Rozdział 43

210 17 1
                                    

Poczucie bezbronności, pewna zależność, a także brak bezpieczeństwa – To właśnie te aspekty sprawiają, że zmuszam się do otworzenia swoich zmęczonych oczu. Nie jest to łatwe, ale znajduję w sobie tyle siły, aby tego dokonać. Delikatnie uchylam powieki, a do ust  łapczywie nabieram powietrza. Ostre pieczenie w gardle oraz problemy z oddychaniem, to pierwsze co czuję po ocknęciu się. Kiedy udaje mi się otworzyć oczy uważnie rozglądam się dookoła. Nie mam pojęcia gdzie jestem. Moje serce bije jeszcze szybciej niż dotychczas. Czuję strach, lęk przed tym co takiego miało tutaj miejsce. W mojej głowie pojawiają się najgorsze scenariusze. Nienawidzę niewiedzy, sprawia ona, że czuję się bezbronna w obliczu zagrożenia.

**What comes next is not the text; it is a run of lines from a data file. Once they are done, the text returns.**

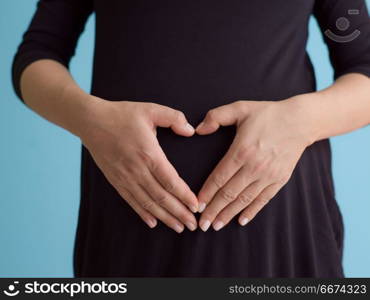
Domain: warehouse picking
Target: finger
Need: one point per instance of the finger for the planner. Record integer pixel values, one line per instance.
(244, 199)
(147, 217)
(224, 115)
(223, 172)
(168, 201)
(266, 195)
(152, 207)
(226, 195)
(164, 116)
(170, 180)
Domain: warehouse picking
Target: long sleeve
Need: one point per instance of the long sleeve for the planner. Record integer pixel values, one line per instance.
(346, 29)
(52, 34)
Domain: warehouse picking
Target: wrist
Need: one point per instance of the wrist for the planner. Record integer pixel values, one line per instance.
(304, 109)
(81, 109)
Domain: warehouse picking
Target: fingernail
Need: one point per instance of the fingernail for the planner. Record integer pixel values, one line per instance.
(189, 127)
(202, 206)
(194, 208)
(205, 225)
(200, 125)
(191, 226)
(244, 221)
(218, 225)
(151, 223)
(178, 228)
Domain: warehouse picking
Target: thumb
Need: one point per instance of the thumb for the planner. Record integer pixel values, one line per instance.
(224, 115)
(164, 116)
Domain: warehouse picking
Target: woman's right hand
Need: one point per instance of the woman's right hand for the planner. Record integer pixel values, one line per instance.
(121, 137)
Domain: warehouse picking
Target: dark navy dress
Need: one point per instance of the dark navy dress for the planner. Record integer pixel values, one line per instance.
(194, 55)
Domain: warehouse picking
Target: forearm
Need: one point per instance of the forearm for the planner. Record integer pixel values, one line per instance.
(48, 88)
(341, 108)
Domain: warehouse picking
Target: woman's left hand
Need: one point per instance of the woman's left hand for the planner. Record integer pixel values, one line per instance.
(271, 136)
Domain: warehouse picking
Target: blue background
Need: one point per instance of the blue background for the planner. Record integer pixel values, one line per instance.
(40, 165)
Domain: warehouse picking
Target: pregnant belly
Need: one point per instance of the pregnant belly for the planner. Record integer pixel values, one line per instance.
(194, 158)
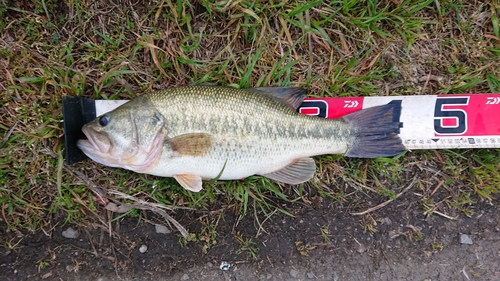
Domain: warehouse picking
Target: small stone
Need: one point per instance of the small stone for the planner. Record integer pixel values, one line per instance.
(162, 229)
(71, 233)
(225, 266)
(386, 221)
(465, 239)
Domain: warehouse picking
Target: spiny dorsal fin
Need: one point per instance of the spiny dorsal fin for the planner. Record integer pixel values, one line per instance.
(299, 171)
(195, 144)
(189, 182)
(292, 96)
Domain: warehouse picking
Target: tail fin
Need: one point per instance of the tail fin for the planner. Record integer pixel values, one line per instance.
(376, 131)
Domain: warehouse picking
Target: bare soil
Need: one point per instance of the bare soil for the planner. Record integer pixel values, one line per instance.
(405, 245)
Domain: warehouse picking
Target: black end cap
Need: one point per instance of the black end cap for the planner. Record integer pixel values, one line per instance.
(77, 111)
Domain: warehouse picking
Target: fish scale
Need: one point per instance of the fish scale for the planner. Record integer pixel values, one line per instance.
(194, 133)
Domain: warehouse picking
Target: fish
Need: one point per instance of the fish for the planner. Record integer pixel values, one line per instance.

Orientuję się, że znajduję się na stałym lądzie. Leżę na piasku, niedaleko wody, a moje ubranie jest całkowicie przemoczone. To wyjaśnia dlaczego jest mi aż tak zimno. Dźwigam się na łokciach, aby móc lepiej zorientować się gdzie jestem. Próbuję przypomnieć sobie ostatnie wydarzenia. No, tak. Pamiętam. Wypadłam z motorówki... Tylko co ja tutaj robię...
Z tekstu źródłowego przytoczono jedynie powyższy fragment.